Substitute For Epk In Soda Wadding

16 May 2014 - 11:17 AM

Accidentally used the all but a tiny bit of my EPK today, mixing up a bucket of glaze.  But I really need to mix wadding tomorrow!  I use 50% EPK and 50% Alumina Hydrate.


I have Glomax - can I substitute this for all of the EPK?  There's an article here at Ceramic Arts Daily saying I can substitute half of the EPK with Glomax.  Wondering if I could substitute all of it?

Real-Time Kiln Advice (Kiln Curently Firing)

15 April 2014 - 01:07 PM

So. I'm finally firing my kiln again (see last firing's questions here: http://community.cer...taller-chimney/).

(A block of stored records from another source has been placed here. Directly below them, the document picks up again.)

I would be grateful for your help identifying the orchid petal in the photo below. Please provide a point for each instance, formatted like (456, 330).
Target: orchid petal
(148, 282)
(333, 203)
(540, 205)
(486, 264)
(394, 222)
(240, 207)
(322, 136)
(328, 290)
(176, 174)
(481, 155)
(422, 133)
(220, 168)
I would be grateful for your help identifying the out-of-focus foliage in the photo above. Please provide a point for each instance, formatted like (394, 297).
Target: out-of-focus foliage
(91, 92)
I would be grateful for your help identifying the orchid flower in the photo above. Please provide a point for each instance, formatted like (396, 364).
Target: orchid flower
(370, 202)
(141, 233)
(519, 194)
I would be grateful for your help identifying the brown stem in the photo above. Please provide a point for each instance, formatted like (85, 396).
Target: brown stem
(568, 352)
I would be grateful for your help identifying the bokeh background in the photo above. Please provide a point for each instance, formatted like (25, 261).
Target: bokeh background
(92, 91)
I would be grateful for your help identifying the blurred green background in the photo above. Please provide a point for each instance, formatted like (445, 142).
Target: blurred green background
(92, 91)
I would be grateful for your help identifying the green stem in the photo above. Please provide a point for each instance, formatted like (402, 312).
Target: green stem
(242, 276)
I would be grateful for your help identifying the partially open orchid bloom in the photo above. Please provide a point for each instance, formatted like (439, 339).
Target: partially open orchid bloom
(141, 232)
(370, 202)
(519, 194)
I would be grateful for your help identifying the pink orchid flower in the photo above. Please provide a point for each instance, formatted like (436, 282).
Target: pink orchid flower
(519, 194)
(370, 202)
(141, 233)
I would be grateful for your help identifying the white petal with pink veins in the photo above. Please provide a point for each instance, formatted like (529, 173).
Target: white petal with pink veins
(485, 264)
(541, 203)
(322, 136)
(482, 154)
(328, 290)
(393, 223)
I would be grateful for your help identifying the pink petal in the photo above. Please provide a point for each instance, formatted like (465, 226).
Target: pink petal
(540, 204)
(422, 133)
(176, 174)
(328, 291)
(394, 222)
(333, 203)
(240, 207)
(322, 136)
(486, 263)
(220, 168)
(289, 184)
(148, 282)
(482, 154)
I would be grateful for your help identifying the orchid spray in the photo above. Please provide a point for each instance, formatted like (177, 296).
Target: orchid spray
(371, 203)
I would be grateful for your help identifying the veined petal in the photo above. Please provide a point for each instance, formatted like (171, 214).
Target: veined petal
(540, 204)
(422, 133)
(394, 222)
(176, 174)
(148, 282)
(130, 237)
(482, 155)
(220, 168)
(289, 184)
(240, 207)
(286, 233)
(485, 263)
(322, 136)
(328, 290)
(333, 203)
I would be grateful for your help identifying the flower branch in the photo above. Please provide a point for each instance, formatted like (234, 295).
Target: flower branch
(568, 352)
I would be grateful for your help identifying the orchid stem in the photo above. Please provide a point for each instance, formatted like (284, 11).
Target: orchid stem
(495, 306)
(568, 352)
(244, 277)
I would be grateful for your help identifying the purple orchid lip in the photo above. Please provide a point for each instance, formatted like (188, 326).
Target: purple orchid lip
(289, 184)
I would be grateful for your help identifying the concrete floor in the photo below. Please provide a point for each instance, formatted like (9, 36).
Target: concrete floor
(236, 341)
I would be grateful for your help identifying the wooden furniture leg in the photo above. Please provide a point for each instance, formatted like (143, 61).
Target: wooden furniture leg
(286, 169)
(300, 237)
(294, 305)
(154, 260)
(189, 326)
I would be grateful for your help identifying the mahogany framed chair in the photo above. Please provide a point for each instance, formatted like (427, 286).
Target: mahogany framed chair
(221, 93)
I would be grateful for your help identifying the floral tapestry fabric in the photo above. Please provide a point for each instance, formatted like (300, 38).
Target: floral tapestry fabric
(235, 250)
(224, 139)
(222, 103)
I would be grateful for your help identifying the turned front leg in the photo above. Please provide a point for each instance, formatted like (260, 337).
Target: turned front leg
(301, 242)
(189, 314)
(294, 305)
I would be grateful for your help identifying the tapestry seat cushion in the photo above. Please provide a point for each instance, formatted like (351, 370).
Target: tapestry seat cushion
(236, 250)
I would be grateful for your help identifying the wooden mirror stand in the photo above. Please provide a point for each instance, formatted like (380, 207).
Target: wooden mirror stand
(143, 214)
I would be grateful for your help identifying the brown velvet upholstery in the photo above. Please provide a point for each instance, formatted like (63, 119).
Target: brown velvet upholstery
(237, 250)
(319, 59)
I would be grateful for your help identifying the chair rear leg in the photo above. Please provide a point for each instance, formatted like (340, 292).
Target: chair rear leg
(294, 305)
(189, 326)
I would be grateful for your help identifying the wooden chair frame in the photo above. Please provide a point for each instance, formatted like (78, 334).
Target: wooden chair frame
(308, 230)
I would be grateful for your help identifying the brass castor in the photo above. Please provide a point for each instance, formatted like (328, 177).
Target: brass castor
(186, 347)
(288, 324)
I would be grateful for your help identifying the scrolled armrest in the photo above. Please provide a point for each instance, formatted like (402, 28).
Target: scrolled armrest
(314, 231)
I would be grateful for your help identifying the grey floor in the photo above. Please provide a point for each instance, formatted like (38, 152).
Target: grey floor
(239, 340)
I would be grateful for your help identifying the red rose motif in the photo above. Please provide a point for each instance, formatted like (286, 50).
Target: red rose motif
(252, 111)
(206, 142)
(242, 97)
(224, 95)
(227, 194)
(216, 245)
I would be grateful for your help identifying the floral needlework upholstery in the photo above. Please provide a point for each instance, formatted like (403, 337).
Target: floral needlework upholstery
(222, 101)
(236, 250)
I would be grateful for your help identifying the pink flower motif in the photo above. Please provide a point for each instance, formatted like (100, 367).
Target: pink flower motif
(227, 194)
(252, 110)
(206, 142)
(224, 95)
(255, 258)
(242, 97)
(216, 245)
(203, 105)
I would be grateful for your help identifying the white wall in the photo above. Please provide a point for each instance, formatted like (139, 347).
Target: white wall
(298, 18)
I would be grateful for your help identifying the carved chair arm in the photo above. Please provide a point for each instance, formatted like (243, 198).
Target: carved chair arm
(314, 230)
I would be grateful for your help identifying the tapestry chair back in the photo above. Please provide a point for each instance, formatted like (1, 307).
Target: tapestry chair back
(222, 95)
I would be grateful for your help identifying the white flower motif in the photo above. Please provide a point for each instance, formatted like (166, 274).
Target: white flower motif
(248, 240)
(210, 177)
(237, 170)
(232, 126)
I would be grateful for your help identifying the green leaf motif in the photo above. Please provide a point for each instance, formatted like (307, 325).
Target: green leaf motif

This time, I adjusted the regulator to fully open; built the bagwall up to 13.5" high (with spacing in wall), from a previous 4.5" high; and put a 36" metal extension on the chimney.

The burners are far, far happier - they're burning blue instead of orange.

But I still have to fire with the damper almost completely closed if I want the temp to rise at all. It's a 9 x 9 hole, and there's only a 1 x 9 section open right now. Anything more than that, and the temp drops rapidly.

I'm re-firing all the pieces from last time, so figured I could go faster than usual. Averaging about 250/hr or so. I slowly raised the gauges (measured in water columns) every so often - every 2-3 hours.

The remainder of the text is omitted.